Pipeline Catalog: Proteomics
Uploading Data
Spectral data generated from proteomics experiments can be uploaded in either
mzML or
RAW
file format.
In addition, the experimental design structure which describes that set of files should be
uploaded as a samplesheet.csv
for each dataset.
Note: The path for each of the spectra files in the
samplesheet.csv
should not include any parent folders. For example, instead of/path/to/dataset/Sample1.mzML
, just useSample1.mzML
.
Reference Data - Genome
The set of protein targets used for analyzing peptide spectra must be provided as a
Reference Genome (FASTA)
on the References page.
Note: If the protein FASTA provided as a reference does not already contain 'decoy' sequences, then the "Add Decoys" option must be selected when running the analysis.
Data-Dependent Acquisition – Label Free Quantitation (DDA-LFQ)
Analysis of DDA-LFQ data is performed using the nf-core/quantms pipeline.
Input Data:
Input files can be processed from either the .mzML
or .raw
file formats.
The input for this workflow should be uploaded as either the "Proteomics (RAW)"
or "Proteomics (mzML)" dataset type.
Include a full batch of samples to be processed as a single dataset for optimal
processing.
Supports combining input datasets in a single analysis.
Sample Metadata:
In addition to the spectral data files, metadata may be provided to annotate
specific details of the experimental design.
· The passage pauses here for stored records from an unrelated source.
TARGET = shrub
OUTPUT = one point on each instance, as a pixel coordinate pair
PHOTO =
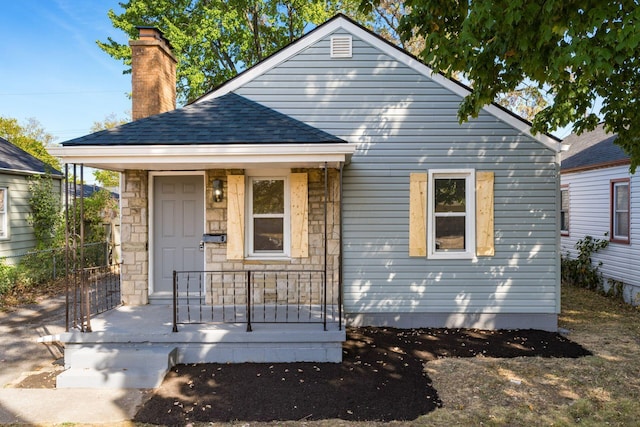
(581, 271)
(8, 277)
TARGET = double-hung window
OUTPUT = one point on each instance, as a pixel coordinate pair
(620, 210)
(451, 214)
(4, 217)
(268, 211)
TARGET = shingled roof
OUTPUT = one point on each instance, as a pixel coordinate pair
(592, 149)
(229, 119)
(15, 159)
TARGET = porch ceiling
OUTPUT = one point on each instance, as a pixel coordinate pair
(201, 157)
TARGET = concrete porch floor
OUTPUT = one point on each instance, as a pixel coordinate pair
(134, 346)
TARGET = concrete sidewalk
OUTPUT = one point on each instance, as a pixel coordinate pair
(81, 406)
(21, 355)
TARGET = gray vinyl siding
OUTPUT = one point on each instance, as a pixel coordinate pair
(589, 215)
(404, 122)
(20, 237)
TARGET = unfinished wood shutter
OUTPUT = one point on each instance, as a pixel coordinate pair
(484, 214)
(418, 214)
(299, 215)
(235, 217)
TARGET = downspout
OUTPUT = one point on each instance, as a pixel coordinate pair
(340, 246)
(326, 192)
(66, 244)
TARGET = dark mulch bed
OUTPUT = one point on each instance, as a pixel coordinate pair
(381, 378)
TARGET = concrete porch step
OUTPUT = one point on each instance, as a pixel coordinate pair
(116, 367)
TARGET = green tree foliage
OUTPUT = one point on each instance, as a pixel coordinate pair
(580, 51)
(46, 211)
(216, 39)
(31, 137)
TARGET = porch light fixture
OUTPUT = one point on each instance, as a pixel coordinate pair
(217, 190)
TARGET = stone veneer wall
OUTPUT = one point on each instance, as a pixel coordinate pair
(134, 205)
(216, 222)
(135, 233)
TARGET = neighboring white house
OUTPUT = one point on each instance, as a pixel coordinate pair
(16, 167)
(600, 199)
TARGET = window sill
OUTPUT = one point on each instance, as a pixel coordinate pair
(621, 241)
(450, 255)
(267, 260)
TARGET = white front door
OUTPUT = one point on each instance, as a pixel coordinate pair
(178, 223)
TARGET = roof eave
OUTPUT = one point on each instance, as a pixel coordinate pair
(201, 157)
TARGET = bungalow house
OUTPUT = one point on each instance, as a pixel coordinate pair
(16, 167)
(598, 200)
(332, 179)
To provide sample-level metadata appropriately,
upload a samplesheet.csv
as part of the dataset.
The metadata included in the samplesheet.csv
mirrors the
Sample and Data Relationship (SDRF) Format for Proteomics,
with the important distinction that the samplesheet.csv
must be comma-delimited
(and not tab-delimited as expected for SDRF).
Required Metadata Fields:
When providing a samplesheet.csv
the columns sample
and file
must be provided.
Every sample in the dataset must be listed on its own line.
If there are multiple replicate files from the same sample, use additional columns
file_2
, file_3
, etc.
Note: The
file
column should list the relative path of the file within the uploaded folder, not the full URI.
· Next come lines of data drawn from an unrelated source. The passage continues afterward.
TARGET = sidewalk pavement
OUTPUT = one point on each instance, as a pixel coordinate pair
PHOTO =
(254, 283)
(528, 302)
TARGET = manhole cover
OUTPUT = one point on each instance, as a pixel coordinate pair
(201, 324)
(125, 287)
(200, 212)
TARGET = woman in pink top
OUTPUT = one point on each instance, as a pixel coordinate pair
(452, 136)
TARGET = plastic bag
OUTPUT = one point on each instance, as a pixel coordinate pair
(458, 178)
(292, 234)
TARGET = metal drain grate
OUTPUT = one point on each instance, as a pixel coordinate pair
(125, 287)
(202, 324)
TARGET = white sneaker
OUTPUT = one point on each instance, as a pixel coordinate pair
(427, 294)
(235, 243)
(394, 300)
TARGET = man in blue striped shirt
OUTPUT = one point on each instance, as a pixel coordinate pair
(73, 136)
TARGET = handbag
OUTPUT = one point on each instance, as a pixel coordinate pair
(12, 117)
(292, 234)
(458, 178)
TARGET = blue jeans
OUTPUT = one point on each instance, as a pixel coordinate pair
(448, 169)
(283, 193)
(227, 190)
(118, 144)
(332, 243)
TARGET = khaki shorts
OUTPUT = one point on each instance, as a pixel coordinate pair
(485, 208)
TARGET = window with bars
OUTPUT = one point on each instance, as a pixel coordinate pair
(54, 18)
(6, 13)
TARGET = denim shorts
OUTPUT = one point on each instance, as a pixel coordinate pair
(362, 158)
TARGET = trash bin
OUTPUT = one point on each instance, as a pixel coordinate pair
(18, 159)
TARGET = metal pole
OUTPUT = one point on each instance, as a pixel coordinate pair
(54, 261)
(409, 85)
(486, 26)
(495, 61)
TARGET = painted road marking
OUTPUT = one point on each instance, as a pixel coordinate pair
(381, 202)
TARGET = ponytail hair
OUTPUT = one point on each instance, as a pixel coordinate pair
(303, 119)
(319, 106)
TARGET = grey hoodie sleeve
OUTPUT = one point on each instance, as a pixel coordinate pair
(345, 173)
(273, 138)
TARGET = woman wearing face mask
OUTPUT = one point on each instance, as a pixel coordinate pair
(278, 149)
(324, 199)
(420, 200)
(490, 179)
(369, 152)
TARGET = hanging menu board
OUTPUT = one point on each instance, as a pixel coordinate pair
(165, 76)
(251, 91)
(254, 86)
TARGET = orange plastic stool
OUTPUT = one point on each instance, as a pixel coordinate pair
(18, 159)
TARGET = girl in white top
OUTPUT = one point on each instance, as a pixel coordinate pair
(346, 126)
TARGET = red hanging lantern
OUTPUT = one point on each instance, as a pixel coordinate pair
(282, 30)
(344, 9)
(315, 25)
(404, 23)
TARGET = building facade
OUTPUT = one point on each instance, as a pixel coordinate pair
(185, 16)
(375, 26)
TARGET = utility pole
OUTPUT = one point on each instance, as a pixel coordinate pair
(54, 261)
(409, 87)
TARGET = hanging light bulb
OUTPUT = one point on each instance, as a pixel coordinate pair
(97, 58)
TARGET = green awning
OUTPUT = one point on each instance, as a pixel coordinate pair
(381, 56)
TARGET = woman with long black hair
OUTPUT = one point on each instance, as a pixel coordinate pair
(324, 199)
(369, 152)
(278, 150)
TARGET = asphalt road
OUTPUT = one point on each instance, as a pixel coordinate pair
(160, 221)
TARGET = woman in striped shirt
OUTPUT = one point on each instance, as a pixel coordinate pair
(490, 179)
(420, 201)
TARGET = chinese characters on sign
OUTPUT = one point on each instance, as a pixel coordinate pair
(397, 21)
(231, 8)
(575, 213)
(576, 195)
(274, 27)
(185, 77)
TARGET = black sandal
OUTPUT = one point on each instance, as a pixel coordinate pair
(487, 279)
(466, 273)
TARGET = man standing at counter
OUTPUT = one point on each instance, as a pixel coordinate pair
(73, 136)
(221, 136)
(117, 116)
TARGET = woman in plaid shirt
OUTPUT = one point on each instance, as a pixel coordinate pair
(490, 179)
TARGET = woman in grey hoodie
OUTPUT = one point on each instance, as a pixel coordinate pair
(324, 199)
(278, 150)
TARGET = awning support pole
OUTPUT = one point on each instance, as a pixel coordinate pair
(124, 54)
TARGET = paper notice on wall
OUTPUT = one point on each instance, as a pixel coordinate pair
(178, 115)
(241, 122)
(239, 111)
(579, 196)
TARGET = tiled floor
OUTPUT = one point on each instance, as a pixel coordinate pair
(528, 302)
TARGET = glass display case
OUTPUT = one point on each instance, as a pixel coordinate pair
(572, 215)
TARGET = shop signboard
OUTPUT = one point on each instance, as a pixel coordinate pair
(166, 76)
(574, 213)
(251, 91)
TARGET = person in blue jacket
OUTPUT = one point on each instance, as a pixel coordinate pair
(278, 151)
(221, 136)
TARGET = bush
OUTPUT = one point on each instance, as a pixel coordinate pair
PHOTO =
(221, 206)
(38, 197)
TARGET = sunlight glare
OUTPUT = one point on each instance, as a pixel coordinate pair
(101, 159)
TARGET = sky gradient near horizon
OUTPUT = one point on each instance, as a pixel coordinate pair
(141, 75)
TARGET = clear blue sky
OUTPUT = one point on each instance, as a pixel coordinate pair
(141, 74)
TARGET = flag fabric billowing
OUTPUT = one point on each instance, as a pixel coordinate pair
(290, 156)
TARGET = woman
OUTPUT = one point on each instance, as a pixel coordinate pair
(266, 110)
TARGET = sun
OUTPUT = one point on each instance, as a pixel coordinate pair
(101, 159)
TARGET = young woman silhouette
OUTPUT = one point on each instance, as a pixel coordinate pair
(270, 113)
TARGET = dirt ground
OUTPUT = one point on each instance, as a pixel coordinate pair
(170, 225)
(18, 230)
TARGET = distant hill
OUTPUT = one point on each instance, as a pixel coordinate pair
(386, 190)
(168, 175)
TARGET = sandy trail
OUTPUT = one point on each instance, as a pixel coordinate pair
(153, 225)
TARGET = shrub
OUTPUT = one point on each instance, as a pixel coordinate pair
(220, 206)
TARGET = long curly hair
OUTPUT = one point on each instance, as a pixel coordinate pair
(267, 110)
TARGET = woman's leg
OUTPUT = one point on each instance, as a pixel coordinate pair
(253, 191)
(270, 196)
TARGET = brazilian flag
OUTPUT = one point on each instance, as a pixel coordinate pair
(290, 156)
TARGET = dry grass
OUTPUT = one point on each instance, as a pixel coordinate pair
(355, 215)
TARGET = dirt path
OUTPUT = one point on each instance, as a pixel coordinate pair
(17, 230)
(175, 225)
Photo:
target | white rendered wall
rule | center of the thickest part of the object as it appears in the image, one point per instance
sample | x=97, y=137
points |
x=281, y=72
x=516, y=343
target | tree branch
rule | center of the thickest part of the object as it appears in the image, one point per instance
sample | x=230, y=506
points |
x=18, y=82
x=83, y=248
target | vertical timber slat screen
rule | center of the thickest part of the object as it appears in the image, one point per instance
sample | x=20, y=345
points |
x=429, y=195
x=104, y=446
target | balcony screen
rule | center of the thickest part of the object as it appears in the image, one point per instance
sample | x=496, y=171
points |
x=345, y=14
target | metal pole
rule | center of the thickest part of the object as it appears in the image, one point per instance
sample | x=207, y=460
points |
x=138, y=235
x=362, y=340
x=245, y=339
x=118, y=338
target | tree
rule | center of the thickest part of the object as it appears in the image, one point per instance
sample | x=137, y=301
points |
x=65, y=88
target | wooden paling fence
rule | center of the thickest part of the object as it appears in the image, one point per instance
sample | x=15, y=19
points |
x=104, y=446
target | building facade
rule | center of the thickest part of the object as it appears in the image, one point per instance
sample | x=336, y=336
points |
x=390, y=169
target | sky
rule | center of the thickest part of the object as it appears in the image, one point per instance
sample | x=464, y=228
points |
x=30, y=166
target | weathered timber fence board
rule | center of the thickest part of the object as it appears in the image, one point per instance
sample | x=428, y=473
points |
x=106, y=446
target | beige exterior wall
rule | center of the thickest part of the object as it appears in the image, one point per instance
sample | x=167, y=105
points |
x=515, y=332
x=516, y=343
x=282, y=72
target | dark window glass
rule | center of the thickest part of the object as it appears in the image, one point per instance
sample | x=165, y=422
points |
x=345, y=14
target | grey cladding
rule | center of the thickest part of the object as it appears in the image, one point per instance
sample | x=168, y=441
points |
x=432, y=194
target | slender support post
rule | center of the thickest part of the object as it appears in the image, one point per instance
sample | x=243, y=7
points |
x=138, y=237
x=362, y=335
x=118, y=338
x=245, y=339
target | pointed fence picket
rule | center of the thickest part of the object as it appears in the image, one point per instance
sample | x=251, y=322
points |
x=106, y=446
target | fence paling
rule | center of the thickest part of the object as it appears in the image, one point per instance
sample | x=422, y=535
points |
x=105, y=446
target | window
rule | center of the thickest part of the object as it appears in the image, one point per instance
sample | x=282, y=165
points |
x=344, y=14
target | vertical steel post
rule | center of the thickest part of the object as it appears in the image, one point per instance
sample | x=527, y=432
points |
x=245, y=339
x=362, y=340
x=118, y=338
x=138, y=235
The information in those two columns is used to automatically populate the columns:
- source name (from
sample
) - comment[file uri] (from
file
) - comment[data file] (from
file
)
If no samplesheet.csv
is provided the following fields will be populated
with default values:
- characteristics[organism]: Homo sapiens
- characteristics[organism part]: not applicable
- characteristics[disease]: not applicable
- characteristics[cell type]: not applicable
- characteristics[biological replicate]: not applicable
- comment[fraction identifier]: 1
- comment[technical replicate]: (autoincrement files with the same sample)
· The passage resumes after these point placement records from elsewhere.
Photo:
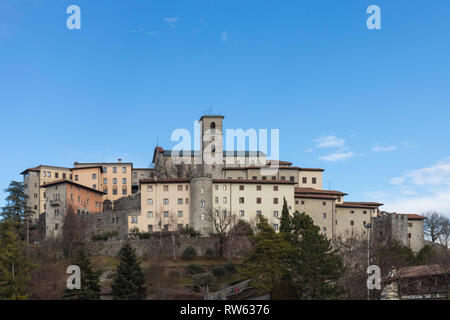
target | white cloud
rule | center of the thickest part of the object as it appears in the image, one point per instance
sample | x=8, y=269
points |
x=172, y=21
x=336, y=157
x=436, y=175
x=438, y=201
x=384, y=149
x=329, y=142
x=224, y=35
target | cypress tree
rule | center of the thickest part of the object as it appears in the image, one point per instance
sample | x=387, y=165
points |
x=90, y=283
x=284, y=220
x=14, y=265
x=316, y=267
x=128, y=281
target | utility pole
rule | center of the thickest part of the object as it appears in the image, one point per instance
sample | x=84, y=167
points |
x=368, y=226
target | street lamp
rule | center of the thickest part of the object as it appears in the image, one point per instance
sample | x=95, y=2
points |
x=368, y=226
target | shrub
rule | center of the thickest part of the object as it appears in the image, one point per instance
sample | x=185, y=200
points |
x=218, y=271
x=105, y=236
x=194, y=269
x=189, y=253
x=230, y=268
x=210, y=253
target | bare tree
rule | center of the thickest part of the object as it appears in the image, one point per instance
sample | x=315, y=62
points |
x=435, y=225
x=222, y=222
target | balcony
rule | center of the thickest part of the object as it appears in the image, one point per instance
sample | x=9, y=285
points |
x=55, y=203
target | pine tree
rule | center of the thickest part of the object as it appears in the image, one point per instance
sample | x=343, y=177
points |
x=14, y=266
x=128, y=282
x=90, y=283
x=316, y=267
x=267, y=264
x=285, y=221
x=17, y=208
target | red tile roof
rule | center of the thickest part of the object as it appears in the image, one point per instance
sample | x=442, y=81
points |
x=72, y=183
x=299, y=190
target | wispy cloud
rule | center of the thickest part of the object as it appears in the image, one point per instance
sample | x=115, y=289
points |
x=172, y=21
x=384, y=149
x=329, y=142
x=224, y=35
x=436, y=175
x=338, y=156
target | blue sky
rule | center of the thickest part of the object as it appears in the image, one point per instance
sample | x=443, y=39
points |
x=372, y=107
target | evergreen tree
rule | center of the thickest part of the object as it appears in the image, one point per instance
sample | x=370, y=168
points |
x=285, y=221
x=316, y=267
x=267, y=264
x=90, y=283
x=17, y=208
x=128, y=282
x=14, y=266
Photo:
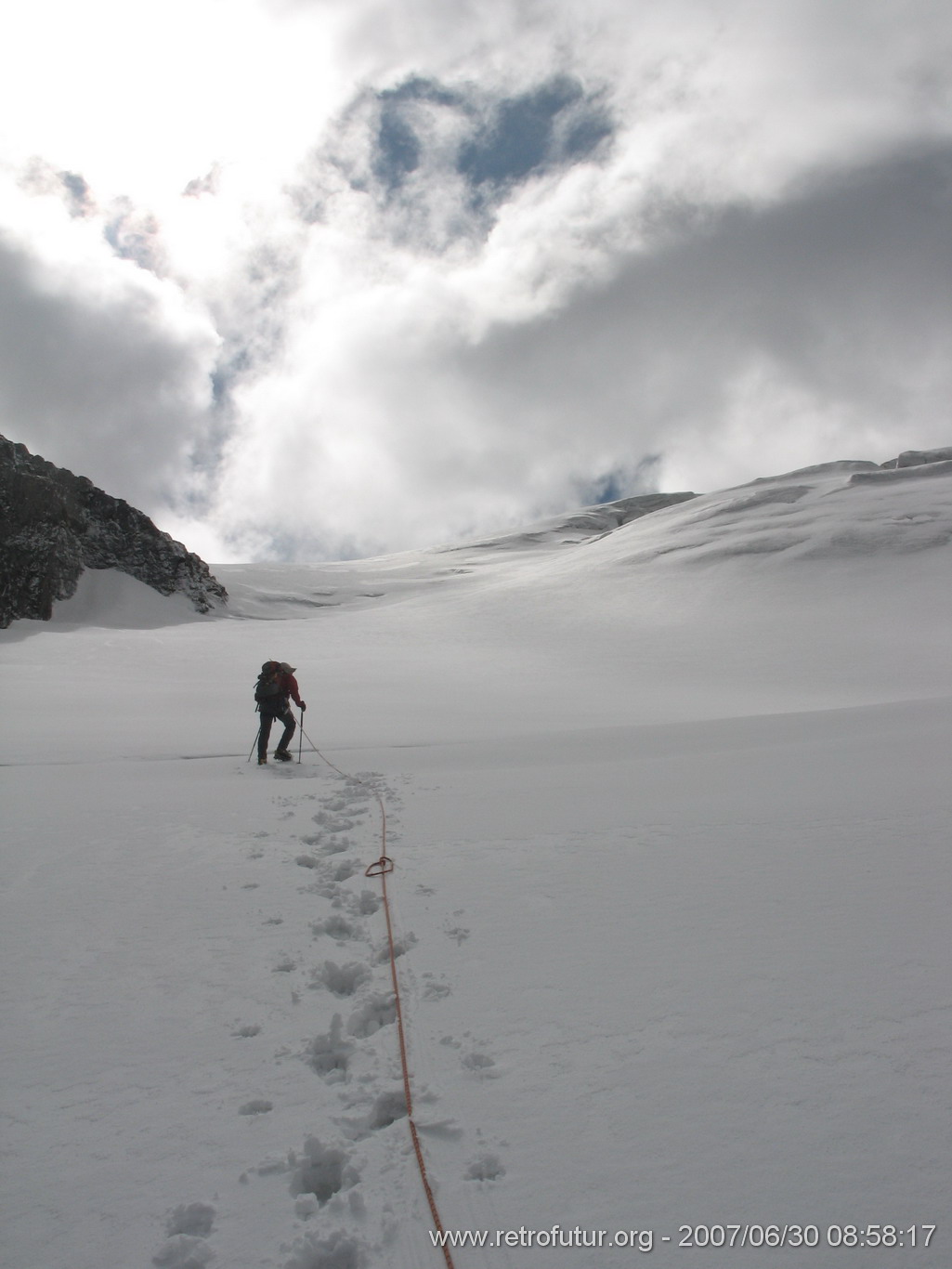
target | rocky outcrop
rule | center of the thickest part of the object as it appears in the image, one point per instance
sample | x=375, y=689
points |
x=55, y=524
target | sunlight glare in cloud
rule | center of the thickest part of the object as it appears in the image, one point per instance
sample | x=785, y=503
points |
x=391, y=274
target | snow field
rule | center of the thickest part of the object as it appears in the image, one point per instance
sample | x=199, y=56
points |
x=671, y=896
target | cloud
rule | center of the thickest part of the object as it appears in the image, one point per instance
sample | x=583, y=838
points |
x=381, y=276
x=103, y=368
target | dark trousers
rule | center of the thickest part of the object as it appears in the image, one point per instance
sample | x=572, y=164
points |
x=266, y=730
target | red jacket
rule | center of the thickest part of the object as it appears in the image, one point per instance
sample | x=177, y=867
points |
x=287, y=686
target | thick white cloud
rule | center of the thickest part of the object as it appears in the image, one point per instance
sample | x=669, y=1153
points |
x=429, y=290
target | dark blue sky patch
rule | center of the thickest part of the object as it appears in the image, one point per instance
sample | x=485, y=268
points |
x=502, y=142
x=550, y=125
x=398, y=149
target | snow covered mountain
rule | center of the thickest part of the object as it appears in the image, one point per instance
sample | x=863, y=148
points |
x=669, y=810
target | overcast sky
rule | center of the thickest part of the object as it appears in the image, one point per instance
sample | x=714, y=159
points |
x=320, y=278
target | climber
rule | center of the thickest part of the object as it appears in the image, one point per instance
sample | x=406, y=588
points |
x=274, y=690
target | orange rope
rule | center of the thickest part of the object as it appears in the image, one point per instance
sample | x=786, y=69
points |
x=380, y=869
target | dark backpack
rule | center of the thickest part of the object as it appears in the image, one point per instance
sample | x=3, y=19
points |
x=268, y=687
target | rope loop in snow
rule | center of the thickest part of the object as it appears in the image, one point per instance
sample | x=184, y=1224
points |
x=380, y=869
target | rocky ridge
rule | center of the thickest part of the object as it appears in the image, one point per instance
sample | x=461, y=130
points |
x=55, y=524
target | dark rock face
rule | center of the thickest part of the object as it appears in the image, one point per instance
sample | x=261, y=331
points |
x=55, y=524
- comment[cleavage agent details]: NT=Trypsin
- comment[instrument]: NT=LTQ Orbitrap XL
- comment[label]: NT=label free sample
Optional Metadata Fields:
The following fields may also be provided as columns in the samplesheet.csv
,
with the values being passed along to the workflow for processing:
- characteristics[cell line]
- characteristics[ancestry category]
- characteristics[age]
- characteristics[sex]
- characteristics[developmental stage]
- characteristics[individual]
- material type
- technology type
- comment[flow rate chromatogram]
- comment[gradient time]
- comment[fractionation method]
- comment[modification parameters]
- comment[modification parameters]
- comment[modification parameters]
- comment[fragment mass tolerance]
- comment[precursor mass tolerance]
- factor value[flow rate chromatogram]
- factor value[gradient time]
Analyze Subset of Files:
If you wish to analyze only a portion of the files in a dataset, use the "Analyze Subset" dropdown menu when launching the workflow. If no files are selected (the default), then everything present in the dataset will be analyzed. If any files are selected, then only those files will be analyzed.
Workflow Overview:
While the nf-core/quantms workflow supports a variety of data types (DDA-LFQ, DDA-Isobaric, and DIA-LFQ), each of those approaches is provided as a distinct pipeline within Cirro.
For more details on the parameters available, see the full workflow documentation.
Note: The DDA-LFQ pipeline in Cirro is run with the parameters:
acquisition_method: "dda", labelling_type: "label free sample"
Quality Control Report (nf-core/quantms)
To generate a high-level summary of the results generated by the nf-core/quantms pipeline, this workflow summarizes the number of spectra, peptides, and proteins which have been detected.
Quality control metrics are generated at the dataset level, combining results across all of the individual files which have been analyzed in a batch.
To compare across runs, the quality control report can be executed on multiple datasets. The results from each dataset will be labeled with the name assigned by the user to the dataset. Even if that dataset name has been modified after creation, the name at the of QC report creation will be used to label the results.
Results include:
- Num_Proteins_Identified
- Num_Proteins_Quantified
- Num_MS2_Spectra_Identified
- Num_Peptides_Identified
In addition, plots are provided in HTML, PDF, and PNG format showing the distribution of results across the datasets.